Another interesting topic was that of Wikidata and Metadata. The integration of structured metadata remains a key area of development, enabling better searchability and linking across digital archives. Bodhisattwa Mandal (West Bengal Wikimedians User Group) talked about Wikisource content including both descriptive metadata and unstructured text. While most data isn’t yet stored in a structured format, using Wikidata enables easier updates, avoids redundancy, and improves search, queries, and visualisation. There are tools that support metadata enrichment, annotation, and cataloguing, and a forthcoming mobile app will allow Wikidata-based book searches. Annotating text with Wikidata items enhances discoverability and link content more effectively across Wikimedia projects.
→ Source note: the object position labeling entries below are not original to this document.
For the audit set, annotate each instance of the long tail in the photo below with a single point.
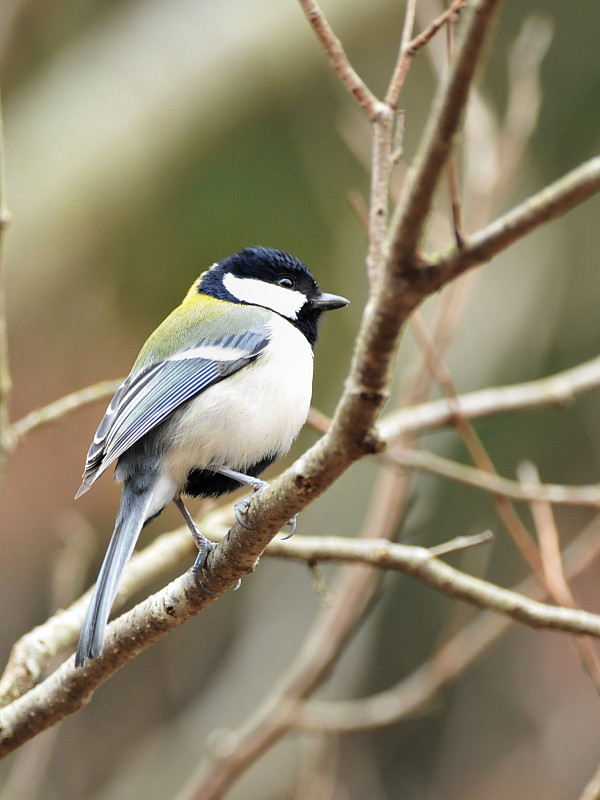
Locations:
(131, 518)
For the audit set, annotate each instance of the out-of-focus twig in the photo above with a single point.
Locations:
(414, 692)
(57, 409)
(552, 564)
(492, 482)
(5, 380)
(558, 389)
(477, 451)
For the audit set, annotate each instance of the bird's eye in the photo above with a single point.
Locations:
(286, 282)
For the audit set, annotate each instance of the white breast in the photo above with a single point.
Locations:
(253, 414)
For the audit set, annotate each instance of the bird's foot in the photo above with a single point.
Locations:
(241, 507)
(204, 548)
Working for the British Library, I (naturally!) picked up on a few collaborative projects between Wikisource and public or national libraries. One talk was about a digitisation project for traditional Korean texts, a three-year collaboration with Wikimedia Korea and the National Library of Korea, successfully revitalising the Korean Wikisource community by increasing participation and engaging volunteers through events and partnerships.
Another project built a Wikisource community in Uganda by training university students, particularly from library information studies, alongside existing volunteers. Through practical sessions, collaborative tasks, and support from institutions like the National Library of Uganda and Wikimedia contributors, participants developed digital literacy and archival skills.
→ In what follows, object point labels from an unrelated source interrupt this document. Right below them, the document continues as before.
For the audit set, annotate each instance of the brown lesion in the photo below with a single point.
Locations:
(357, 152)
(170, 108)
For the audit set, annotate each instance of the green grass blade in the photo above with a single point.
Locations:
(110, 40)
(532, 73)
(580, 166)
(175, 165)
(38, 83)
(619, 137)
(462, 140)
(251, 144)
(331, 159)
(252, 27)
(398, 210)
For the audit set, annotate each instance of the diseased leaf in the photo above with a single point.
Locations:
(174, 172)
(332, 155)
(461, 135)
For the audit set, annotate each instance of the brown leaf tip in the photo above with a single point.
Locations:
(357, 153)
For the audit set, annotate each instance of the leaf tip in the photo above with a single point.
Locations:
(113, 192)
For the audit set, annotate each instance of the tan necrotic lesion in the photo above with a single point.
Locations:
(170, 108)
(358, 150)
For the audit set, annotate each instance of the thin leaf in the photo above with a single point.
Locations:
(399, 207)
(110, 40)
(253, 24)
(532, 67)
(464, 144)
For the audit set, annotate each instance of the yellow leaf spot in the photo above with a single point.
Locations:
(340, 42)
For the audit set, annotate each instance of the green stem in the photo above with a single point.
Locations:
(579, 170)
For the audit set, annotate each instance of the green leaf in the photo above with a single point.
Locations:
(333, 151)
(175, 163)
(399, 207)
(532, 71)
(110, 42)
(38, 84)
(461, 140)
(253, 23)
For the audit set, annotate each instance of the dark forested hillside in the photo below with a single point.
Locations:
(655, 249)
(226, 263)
Nanteza Divine Gabriella giving a talk on ‘Training Wikisource 101’ and building a Wikisource community in Uganda
A third Wikisource and libraries talk was about a Wikisource to public library pipeline project, which started initially in a public library in Hokitika, New Zealand. This pipeline enables scanned public domain books to be transcribed on Wikisource and then made available as lendable eBooks via the Libby app, using OverDrive's Local Content feature. With strong librarian involvement, a clear workflow, and support from a small grant, the project has successfully bridged Wikisource and library systems to increase accessibility and customise reading experiences for library users.
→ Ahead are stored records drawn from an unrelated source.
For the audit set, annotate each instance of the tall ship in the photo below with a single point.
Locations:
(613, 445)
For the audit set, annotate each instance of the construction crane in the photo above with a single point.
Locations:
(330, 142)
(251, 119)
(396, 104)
The final session of the conference focused on shaping a future roadmap for Wikisource through community-driven conversation, strategic planning, and partnership development. Discussions emphasised the need for clearer vision, sustainable collaborations with technology and cultural institutions, improved tools and infrastructure, and greater outreach to grow both readership and contributor communities. Key takeaways included aligning with partners’ goals, investing in editor growth, leveraging government language initiatives, and developing innovative workflows. A strong call was made to prioritise people over platforms and to ensure Wikisource remains a meaningful and inclusive space for engaging with knowledge and heritage.
Looking Ahead
The Wikisource 2025 Conference reaffirmed the platform’s importance in the digital knowledge ecosystem. However, sustaining momentum requires ongoing advocacy, technological refinement, and deeper institutional partnerships. Whether through digitising new materials or leveraging already-digitised collections, there is a clear hunger for openly accessible public domain texts.
As the community moves forward, a focus on governance, technology, and strategic partnerships will be essential in shaping the future of Wikisource. The atmosphere was so positive and there was so much enthusiasm and willingness to collaborate – see this fantastic video available via Wikimedia Commons, which successfully captures the sentiment. I’m sure we’re going to see a lot more coming from Wikisource communities in the future!